Alston describes a dispute in the Borodin literature about whether and how Prince Igor Orientalizes its Polovtsian characters. Richard Taruskin argued in 1997 that “the music of the opera conveys messages of Russian racial superiority and glorifies Imperialism” (692). But Marina Frolova-Walker (in a 2007 book I just started that’s amazing so far) shows that not just the Polovtsian characters, but the Russian ones too exhibit “the musical features that Taruskin sees as Orientializing,” specifically “tied or syncopated melodic undulations, and the reversible chromatic pass between the fifth and the sixth degrees of the scale” (692, 692n2). (Frolova-Walker, by the way, has a lot of good stuff on her website.)

This article was perfect for my interests, because I have a pet theory about feminism and Orientalism in Prince Igor. The two most striking scenes in the opera show abducted women being abused for the pleasure of their male captors. In the Polovtsian camp, Khan Konchak offers his prisoner Igor his choice of the women Konchak has captured and enslaved, who are forced to sing and dance. Though they sing about their longing for their homeland, the song itself is beautiful, and their distress can only be imagined, not seen or heard. In Putivl, Prince Galitsky’s men abduct one woman, and her distress is evident (this is emphasized in the 2013 production, but it’s built into the libretto and music). The women of Putivl appeal to Galitsky, then Yaroslavna to save the woman, and their repeated pleading makes it clear that the abduction violated the norms of their community. That is, the contrast between these scenes is a kind of Orientalizing of the Polovtsians. Men abducting women because they can and want to seems normal, inevitable, and permanent in the world of the Polovtsians, but abnormal, immoral, and reversible (by a powerful woman) in twelfth-century Rus. Men are trash in both cultures, but it’s only the civilized men of Rus that it’s worth being disappointed in, not their exotic neighbors.

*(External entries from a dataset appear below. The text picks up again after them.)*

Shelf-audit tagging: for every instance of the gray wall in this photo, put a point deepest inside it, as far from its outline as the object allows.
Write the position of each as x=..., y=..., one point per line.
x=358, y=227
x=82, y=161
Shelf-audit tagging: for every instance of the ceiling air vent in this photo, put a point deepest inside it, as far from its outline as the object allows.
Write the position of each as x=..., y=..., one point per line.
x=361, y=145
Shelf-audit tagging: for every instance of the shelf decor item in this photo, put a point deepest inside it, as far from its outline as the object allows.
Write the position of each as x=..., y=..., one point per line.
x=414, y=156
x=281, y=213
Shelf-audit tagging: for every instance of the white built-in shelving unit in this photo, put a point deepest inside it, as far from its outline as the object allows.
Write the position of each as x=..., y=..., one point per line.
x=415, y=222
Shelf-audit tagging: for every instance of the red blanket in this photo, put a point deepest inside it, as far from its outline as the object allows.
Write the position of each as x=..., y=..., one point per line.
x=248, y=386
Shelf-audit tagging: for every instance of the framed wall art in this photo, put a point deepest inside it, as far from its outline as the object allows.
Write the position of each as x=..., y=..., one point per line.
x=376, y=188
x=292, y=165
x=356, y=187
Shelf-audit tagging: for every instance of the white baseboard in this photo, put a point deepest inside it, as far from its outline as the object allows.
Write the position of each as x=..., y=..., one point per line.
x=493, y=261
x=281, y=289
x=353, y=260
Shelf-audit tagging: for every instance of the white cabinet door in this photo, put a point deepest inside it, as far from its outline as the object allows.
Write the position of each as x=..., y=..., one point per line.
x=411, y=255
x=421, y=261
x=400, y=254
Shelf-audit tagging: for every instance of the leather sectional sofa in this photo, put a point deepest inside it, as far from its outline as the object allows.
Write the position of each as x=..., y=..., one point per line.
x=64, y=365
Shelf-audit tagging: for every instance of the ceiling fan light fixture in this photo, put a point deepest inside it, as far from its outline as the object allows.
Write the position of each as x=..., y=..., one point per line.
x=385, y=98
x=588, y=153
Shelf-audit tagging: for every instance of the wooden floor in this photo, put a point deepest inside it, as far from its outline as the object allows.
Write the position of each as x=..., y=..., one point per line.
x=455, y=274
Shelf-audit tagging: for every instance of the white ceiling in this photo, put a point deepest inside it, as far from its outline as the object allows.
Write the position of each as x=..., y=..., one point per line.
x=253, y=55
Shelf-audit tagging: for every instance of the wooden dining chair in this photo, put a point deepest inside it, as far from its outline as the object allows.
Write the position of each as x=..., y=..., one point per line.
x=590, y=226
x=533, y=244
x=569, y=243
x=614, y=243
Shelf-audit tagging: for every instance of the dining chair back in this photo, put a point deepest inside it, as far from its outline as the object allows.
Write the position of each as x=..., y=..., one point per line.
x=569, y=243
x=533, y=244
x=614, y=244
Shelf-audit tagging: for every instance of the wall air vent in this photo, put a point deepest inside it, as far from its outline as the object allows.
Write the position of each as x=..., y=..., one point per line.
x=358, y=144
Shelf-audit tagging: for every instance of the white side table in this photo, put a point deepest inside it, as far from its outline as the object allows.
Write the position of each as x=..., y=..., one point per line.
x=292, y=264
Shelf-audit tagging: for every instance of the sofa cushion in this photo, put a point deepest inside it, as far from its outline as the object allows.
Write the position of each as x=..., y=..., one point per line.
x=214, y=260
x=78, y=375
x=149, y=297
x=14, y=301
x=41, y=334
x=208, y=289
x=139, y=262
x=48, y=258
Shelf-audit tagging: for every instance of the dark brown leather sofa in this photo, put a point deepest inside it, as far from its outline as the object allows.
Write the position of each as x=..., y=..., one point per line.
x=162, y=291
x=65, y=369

All page references are to Ray Alston, “‘Muzhaisia, kniaginia’: Alexander Borodin’s Prince Igor and the ‘Woman Question,’” Slavic and East European Journal 64.4 (2020): 692–713 (no link). If you don’t have access to SEEJ, you might check out pp. 117–37 of his dissertation (different but related).

2 Comments leave one →
  1. March 8, 2021 4:16 pm

    I watched this (in the Met’s weird version that they broadcast) and was pretty impressed with the Yaroslavna plotline. Looking Borordin up after that, I wasn’t surprised to find he had feminist leadings. As for the Orientalism, I can’t speak to that because the Polovtsian dances etc were a dream sequence in the version I watched. Would like to watch a more traditional version and figure out what was going on.

    • March 8, 2021 10:01 pm

      I might have to rent the Met version to see how everything fits together when the dances are a dream sequence! If you ever do watch another version, I’d love to hear your thoughts about how they compare, Maya.